Investire su asili nido, tempo pieno e inclusione sociale
Investire più su asili nido e tempo pieno significa investire sulle famiglie, sul lavoro femminile, significherebbe credere nei bambini e nelle donne. Non mancano gli studi che dimostrano come tali misure stimolino e incentivino la produttività, liberando energie positive, stimolando l’imprenditoria e l’occupazione femminile. Non servono misure una tantum, sono necessari servizi costanti sui quali le famiglie o chi vorrebbe mettere su famiglia possano fare legittimo affidamento. Investire sulle competenze vuole dire anche valorizzare il collegamento con il mondo del lavoro, ma non per fornire manodopera a basso costo alle imprese e mettere a rischio la sicurezza dei più giovani, bensì per valorizzare le aspirazioni e le competenze di studentesse e studenti, stimolando il tessuto imprenditoriale all’innovazione continua, alla sperimentazione. Incrementare non solo il «tempo scuola», ma anche il «tempo a scuola», tramite patti educativi di comunità, come quelli con il terzo settore, che furono fondamentali per l’uscita dalla pandemia, significa altresì avere strumenti culturali, efficaci, di contrasto alla criminalità organizzata, nei contesti più difficili, sottraendo innocenti ragazze e ragazzi dalle logiche della strada, dello spaccio, della microcriminalità, dalle complessità familiari nelle quali spesso vivono. Perché la scuola è al contempo tempio e palestra dell’inclusione, dove si forma la coscienza collettiva, dove si impara davvero a essere cittadini, senza distinzione di classe o provenienza geografica.
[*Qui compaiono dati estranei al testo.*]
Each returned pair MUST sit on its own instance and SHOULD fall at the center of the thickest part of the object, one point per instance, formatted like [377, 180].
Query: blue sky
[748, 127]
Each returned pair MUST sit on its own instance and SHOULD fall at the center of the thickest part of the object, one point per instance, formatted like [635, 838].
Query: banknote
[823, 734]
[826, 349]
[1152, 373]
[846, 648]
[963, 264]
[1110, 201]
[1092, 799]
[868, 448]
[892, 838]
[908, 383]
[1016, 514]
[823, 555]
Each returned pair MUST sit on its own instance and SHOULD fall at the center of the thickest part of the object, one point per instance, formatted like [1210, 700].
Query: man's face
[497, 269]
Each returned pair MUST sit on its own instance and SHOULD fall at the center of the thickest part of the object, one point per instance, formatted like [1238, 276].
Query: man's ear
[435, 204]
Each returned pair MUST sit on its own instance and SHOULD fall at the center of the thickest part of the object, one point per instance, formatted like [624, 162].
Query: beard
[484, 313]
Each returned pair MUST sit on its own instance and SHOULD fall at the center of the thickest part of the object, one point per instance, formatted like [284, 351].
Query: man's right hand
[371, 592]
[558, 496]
È il luogo dove si dovrebbero allenare la testa e il cuore, il luogo delle opportunità per chi vuole impegnarsi e costruire qualcosa nella vita. 

 

Valorizzare i lavoratori della scuola
Un discorso a parte va dedicato ai lavoratori della scuola. Se, da una parte, il dibattito di settore resta ancorato unicamente ai concorsi e ai meccanismi di reclutamento, dall’altro, si svia l’attenzione da ciò che può essere strategico per il futuro. Ben venga, come accaduto, ogni aumento salariale, nella consapevolezza che si tratta, però, solo di un primo passo. Per innalzare la qualità dell’insegnamento, ad esempio, occorre restituire davvero autorevolezza alla funzione, immaginando anche percorsi di carriera e sviluppo professionale, fondati sulla valorizzazione delle straordinarie professionalità di cui le scuole dispongono. Aumenti stipendiali, possibilità di carriera, valorizzazione e valutazione delle competenze di ciascuno. È questo il vero presupposto per immaginare, di conseguenza, anche forme di formazione, abilitazione e reclutamento stabili, organizzate regolarmente, che invoglino i giovani a intraprendere questa professione, che tengano conto delle esigenze di tutti, in primo luogo di quelle delle studentesse e degli studenti e garantiscano standard professionali elevati. Occorre preparare un terreno comune, fatto di scelte di buon senso, oltre ogni spinta ideologica, che servano finanche a invertire l’inverno demografico alle porte, che rischia di lasciarci senza scuole, senza studentesse e studenti, senza futuro.